Its founding can be traced back to the Cong Vong Hospital, a 1911 established facility for the treatment of infectious diseases. In 1929 this was expanded into the Robin Hospital. In March 1945 it was renamed to the Bach Mai Hospital. In 1989, the Institute of Clinical Medicine for Tropical Diseases was established, a merger between the Department of Infectious Diseases, Department of Microbiology, the Bach Mai Institute and the Department of Infectious Diseases of Hanoi Medical University.

The Department of Infectious Diseases of the Hanoi Medical University is located inside the hospital, as well as the Oxford University Clinical Research Unit.

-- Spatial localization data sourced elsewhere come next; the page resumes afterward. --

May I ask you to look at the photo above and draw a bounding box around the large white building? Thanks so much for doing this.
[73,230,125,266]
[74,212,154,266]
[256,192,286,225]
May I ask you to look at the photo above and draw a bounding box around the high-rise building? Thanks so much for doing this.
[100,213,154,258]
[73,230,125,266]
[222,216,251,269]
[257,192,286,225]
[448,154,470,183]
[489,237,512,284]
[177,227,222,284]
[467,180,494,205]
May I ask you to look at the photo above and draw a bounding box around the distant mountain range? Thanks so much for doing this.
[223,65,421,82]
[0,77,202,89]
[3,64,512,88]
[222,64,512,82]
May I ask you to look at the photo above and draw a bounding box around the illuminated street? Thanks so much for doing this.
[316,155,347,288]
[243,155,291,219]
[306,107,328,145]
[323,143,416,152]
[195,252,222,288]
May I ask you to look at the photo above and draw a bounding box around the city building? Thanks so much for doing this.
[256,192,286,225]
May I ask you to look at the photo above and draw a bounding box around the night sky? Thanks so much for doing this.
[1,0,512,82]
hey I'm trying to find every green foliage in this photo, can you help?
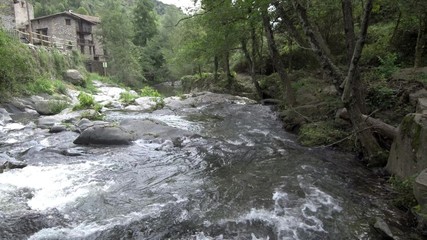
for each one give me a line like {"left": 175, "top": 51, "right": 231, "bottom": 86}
{"left": 133, "top": 0, "right": 158, "bottom": 47}
{"left": 0, "top": 30, "right": 37, "bottom": 94}
{"left": 140, "top": 86, "right": 162, "bottom": 97}
{"left": 377, "top": 53, "right": 399, "bottom": 80}
{"left": 48, "top": 100, "right": 69, "bottom": 114}
{"left": 80, "top": 110, "right": 105, "bottom": 121}
{"left": 298, "top": 121, "right": 348, "bottom": 147}
{"left": 100, "top": 0, "right": 144, "bottom": 87}
{"left": 119, "top": 91, "right": 138, "bottom": 104}
{"left": 366, "top": 85, "right": 397, "bottom": 110}
{"left": 151, "top": 97, "right": 165, "bottom": 111}
{"left": 389, "top": 175, "right": 417, "bottom": 210}
{"left": 73, "top": 92, "right": 96, "bottom": 110}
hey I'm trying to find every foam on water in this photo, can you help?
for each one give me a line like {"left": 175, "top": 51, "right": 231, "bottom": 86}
{"left": 238, "top": 185, "right": 342, "bottom": 240}
{"left": 0, "top": 161, "right": 114, "bottom": 211}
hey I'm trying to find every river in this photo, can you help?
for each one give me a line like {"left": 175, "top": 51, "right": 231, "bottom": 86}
{"left": 0, "top": 84, "right": 420, "bottom": 239}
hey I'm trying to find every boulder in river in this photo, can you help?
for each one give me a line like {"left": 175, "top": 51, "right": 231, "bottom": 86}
{"left": 0, "top": 108, "right": 12, "bottom": 125}
{"left": 386, "top": 113, "right": 427, "bottom": 178}
{"left": 0, "top": 153, "right": 27, "bottom": 173}
{"left": 64, "top": 69, "right": 85, "bottom": 86}
{"left": 373, "top": 217, "right": 395, "bottom": 239}
{"left": 73, "top": 125, "right": 136, "bottom": 145}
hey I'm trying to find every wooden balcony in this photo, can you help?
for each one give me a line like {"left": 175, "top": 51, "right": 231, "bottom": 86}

On March 30, 2006, the Prime Minister decided to establish the National Institute of Infectious and Tropical Diseases directly affiliated by the Ministry of Health on the basis of National Institute for clinical research in Tropical medicine. In November 2009, the Ministry of Health renamed National Institute of Infectious and Tropical Diseases to the National Hospital for Tropical Diseases. Since then this name has been attached and became a famous brand name for one of the leading hospitals in infectious diseases management area in healthcare.

With positive contributions and operational efforts, the National Hospital for Tropical Diseases has twice been awarded the Hero of Labor in the reform period, and was awarded the Second and Third Class Labor Medals respectively, for having Outstanding achievements in examination and treatment of patients with acute respiratory infections caused by SARS-CoV-2 virus and prevention of COVID-19 epidemic.

During the COVID-19 pandemic in Vietnam, all COVID-19 patients from Northern Vietnam were treated at the hospital.